Adianta intervenção militar???
Nada vai adiantar enquanto os brasileiros não entenderem que eles não são vítimas da sociedade, mas são parte da sociedade.
Olhei para a foto enviada por uma amiga e suspirei de desânimo. Tratava-se de uma fileira de bicicletas de aluguel, dessas que são postas na rua para serem usadas a baixo preço. Quase todas estavam mutiladas – as rodas haviam sido roubadas durante a noite. A foto, disse-me a amiga, foi tirada dias atrás, em uma via de Porto Alegre.
Fiquei genuinamente triste porque, momentos antes, vira cenas do metrô de São Paulo sendo depredado por “foliões”, de um supermercado do Rio sendo saqueado por um grupo de homens sem camisa que queriam cerveja, de arrastões nas praias cariocas, de turistas chorando porque foram espancados em Ipanema.
Nenhuma dessas ações foi patrocinada pelo crime organizado, razão da intervenção do Exército no Rio de Janeiro. Nada disso está na pauta de Temer, dos partidos, do Ministério da Justiça ou do futuro Ministério da Segurança Pública.
Mas isso é o Brasil.
O Brasil está se despedaçando, e não por acaso. Esse esfacelamento é consequência. Não consequência da pobreza, como alguns devem ter concluído.

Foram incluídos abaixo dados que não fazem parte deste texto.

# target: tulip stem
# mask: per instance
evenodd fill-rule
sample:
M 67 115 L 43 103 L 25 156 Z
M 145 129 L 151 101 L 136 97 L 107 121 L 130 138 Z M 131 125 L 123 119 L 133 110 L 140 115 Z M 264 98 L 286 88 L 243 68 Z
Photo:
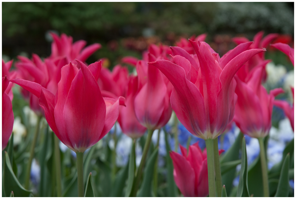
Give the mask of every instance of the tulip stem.
M 269 197 L 269 188 L 268 184 L 268 175 L 267 174 L 267 165 L 266 161 L 265 149 L 263 138 L 258 138 L 260 146 L 260 160 L 261 162 L 261 169 L 262 178 L 263 182 L 263 192 L 264 197 Z
M 139 166 L 139 168 L 138 169 L 138 172 L 137 172 L 137 174 L 136 177 L 136 180 L 134 181 L 134 183 L 133 185 L 133 187 L 131 193 L 131 197 L 135 197 L 136 195 L 139 184 L 140 184 L 140 181 L 141 180 L 141 177 L 142 177 L 143 168 L 145 164 L 145 161 L 146 160 L 146 158 L 147 157 L 147 154 L 148 153 L 149 147 L 150 146 L 150 143 L 151 142 L 151 139 L 152 137 L 153 131 L 153 130 L 148 129 L 148 135 L 146 139 L 145 146 L 144 146 L 144 149 L 143 150 L 143 153 L 142 155 L 142 159 L 141 159 L 141 162 L 140 163 L 140 166 Z
M 76 152 L 77 158 L 77 177 L 78 181 L 78 197 L 84 196 L 84 183 L 83 182 L 83 153 Z
M 31 174 L 31 167 L 32 164 L 32 161 L 34 157 L 35 153 L 35 146 L 37 142 L 37 138 L 38 138 L 38 135 L 39 134 L 39 128 L 40 126 L 40 122 L 41 120 L 42 116 L 38 116 L 37 120 L 37 124 L 36 130 L 35 131 L 35 134 L 33 138 L 33 141 L 31 145 L 31 149 L 30 149 L 30 156 L 28 160 L 28 164 L 27 167 L 27 170 L 26 171 L 26 177 L 25 181 L 25 187 L 26 189 L 29 189 L 29 182 L 30 181 L 30 176 Z
M 61 154 L 59 146 L 59 140 L 55 135 L 54 136 L 54 164 L 55 164 L 57 180 L 57 196 L 62 197 L 62 172 L 61 170 Z
M 216 190 L 218 197 L 221 197 L 222 193 L 222 177 L 221 176 L 221 168 L 220 167 L 219 149 L 218 148 L 218 138 L 214 140 L 214 160 L 215 162 Z
M 214 160 L 214 140 L 210 138 L 205 140 L 207 160 L 207 175 L 209 180 L 209 196 L 216 197 L 215 185 L 215 168 Z

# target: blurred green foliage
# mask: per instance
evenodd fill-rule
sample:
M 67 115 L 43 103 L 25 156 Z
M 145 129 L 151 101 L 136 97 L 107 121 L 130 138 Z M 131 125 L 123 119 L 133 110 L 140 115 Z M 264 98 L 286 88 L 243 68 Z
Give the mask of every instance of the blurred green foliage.
M 54 30 L 74 41 L 101 43 L 103 48 L 88 62 L 107 57 L 112 66 L 123 56 L 141 54 L 120 43 L 110 49 L 110 41 L 155 35 L 172 45 L 178 36 L 204 32 L 207 40 L 221 33 L 243 33 L 251 39 L 262 30 L 293 35 L 293 2 L 4 2 L 3 54 L 15 59 L 22 52 L 47 57 L 50 41 L 45 37 Z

Há países muito mais pobres do que o Brasil, e muito mais pacíficos.
Isso é consequência da forma de pensar do brasileiro. Do que ele pensa do Estado, das outras pessoas com quem convive, da cidade em que vive e, sobretudo, do que ele pensa de si mesmo.
Isso é filosofia. E, quando falo em filosofia, não estou me referindo a um sistema de pensamento organizado, como quando Kant teorizava a respeito do que existe além da razão. Essa filosofia se forma na cabeça das pessoas com pequenos fragmentos de conceitos que outros expressam e, principalmente, com mensagens que elas recebem da sua realidade.
O que a vida no Brasil diz para os brasileiros?
O que significa viver no Brasil?
Quem observa o que está acontecendo conclui que o brasileiro é um povo de ladrões. Essa, inclusive, é a nossa fama no resto do mundo. No Uruguai, corre uma anedota que diz que o pior sul-americano seria aquele dotado da humildade dos argentinos, da alegria dos uruguaios e da honestidade dos brasileiros. É engraçado, mas não é verdadeiro.
Aqui mesmo, em Massachusetts, moram milhares de brasileiros. Trabalham duro, esforçam-se, formam famílias. São honestos. Nos Estados Unidos, os brasileiros cumprem regras, são educados, gentis e não diferem do comportamento de todos os outros que estão levando suas vidas por aqui. O brasileiro que, em Porto Alegre, rouba uma roda de bicicleta pública muda-se para os Estados Unidos e não ousa pisar no jardim de uma casa sem cerca.
Por que essa diferença?
Por que o homem que no Brasil é vândalo e cínico se transforma em cidadão ordeiro nos Estados Unidos ou na Europa?
Não foi ele que mudou. Foi o país. É o recado que lhe passa o lugar em que ele está.
No Exterior, o brasileiro imediatamente sabe que é responsável pelos seus atos. Ele sabe que não será tratado como coitadinho, e sim como um adulto consciente do que deve ou não fazer.
O governo pode botar o Exército inteiro nas ruas, como está acontecendo no Rio de Janeiro. Pode coalhar os bairros das capitais de polícia. Pode encher os presídios. Nada vai adiantar, enquanto os brasileiros não entenderem que eles não são vítimas da sociedade. Eles são parte da sociedade.